Unfortunately for Meg, someone at the convention has mumps, and since no one bothered to immunize her against it, she gets it, forcing Peter to attend to her dressed in an old-timey deep-sea getup since he never got vaccinated, either. While bedridden and unable to do anything but watch an old tv that only gets one channel, Meg finds Kirk Cameron’s God show and becomes a Bible-thumpin’ Christian in no time at all thanks to his plays on her low self-esteem and family misfortunes. Her newfound faith irritates Brian the atheist and inspires Peter to ask God for the cheat codes to “Mike Tyson’s Punch-Out.”

Meanwhile, in Stewie’s room, the transporter is com-plete, and after an unfortunate trial run involving Quagmire, Stewie successfully beams the entire cast of Star Trek: The Next Generation into his room. The cast is a bickering bunch, and Denise Crosby survives less than a minute, but Stewie can’t wait to spend the day hanging out with his heroes and asking them all the questions he wants (Stewie: “Hey, did you hook up with Whoopi Goldberg on the show?” Patrick Stewart: “Oh, all the time.”)

Stewie steals Cleveland’s van and takes the cast to McDonald’s for lunch, but Marina doesn’t eat fast food, Jonathan wants a Shamrock shake in September, Patrick wants breakfast at 3pm, Michael wants a McDLT (“I’m just saying, they have all the ingredients for a McDLT…”), Wil wants one of everything, Brent wants McNuggets and LeVar just wants to be able to take off his visor. It’s like having a van full of five year olds. Then he takes them bowling, and Patrick doesn’t want to wear bowling shoes, no one wants their real names on the scoreboard, Brent has to take Michael to the bathroom …

Back at the house, Meg enlists the help of Kirk Cameron’s younger brother from Growing Pains to tell Brian about Jesus, but that guy’s only interested in getting some Sudafed, for which Gumby-like Alan Thicke chastises him. Meg decides that the only way to get Brian to convert is to expose his atheism to the media. Once the news gets hold of the story and Brian is believed by all to be worse than Hitler, he’s cast out of society and unable even to get a drink at the bars. It’s the lack of booze that pushes him to the brink, and he tells Meg he’s decided to believe in God so she’ll drive him to the liquor store and get him some of “God’s genuine, cold-filtered grace.” On the way home, Meg tells Brian that now they have to do God’s work: burn books that offend God. Brian can’t take it (or fake it) anymore and uses Meg’s low self-esteem and family misfortunes to get her to doubt God again, suggesting to her that whatever the truth out there really is, it’s bound to be even cooler than we think.
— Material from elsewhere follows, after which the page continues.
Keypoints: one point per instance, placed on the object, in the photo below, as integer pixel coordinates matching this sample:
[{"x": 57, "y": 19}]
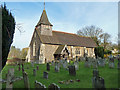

Pan out all the way to the end of the cosmos, and the truth is that we’re all part of a lampshade in the bedroom of Rob Lowe and Adam West.

Stewie gets everyone back onto the transporter pad after having taken them to a carnival (Patrick has 5 prize tickets left and is disappointed that he and LeVar won’t be able to split custody of a fuzzy pencil topper). He lectures them about what a crap bunch of people they are and how they’ve ruined Star Trek for him, and then sends them off on their merry way.

I thought the Meg/Brian storyline got way too much airtime, and that the hilarious Star Trek plot should’ve gotten the whole half hour. So in my head I’m splitting them into two episodes and only counting the Trek one. Which rocked.

Highlights:

• Every interaction between Stewie and the cast

• Whil Wheaton

• Stewie farting in Peter’s deep-sea suit and everything that happened because of it

• God as Flash Gordon

• Was Brian growling “The Right Stuff”?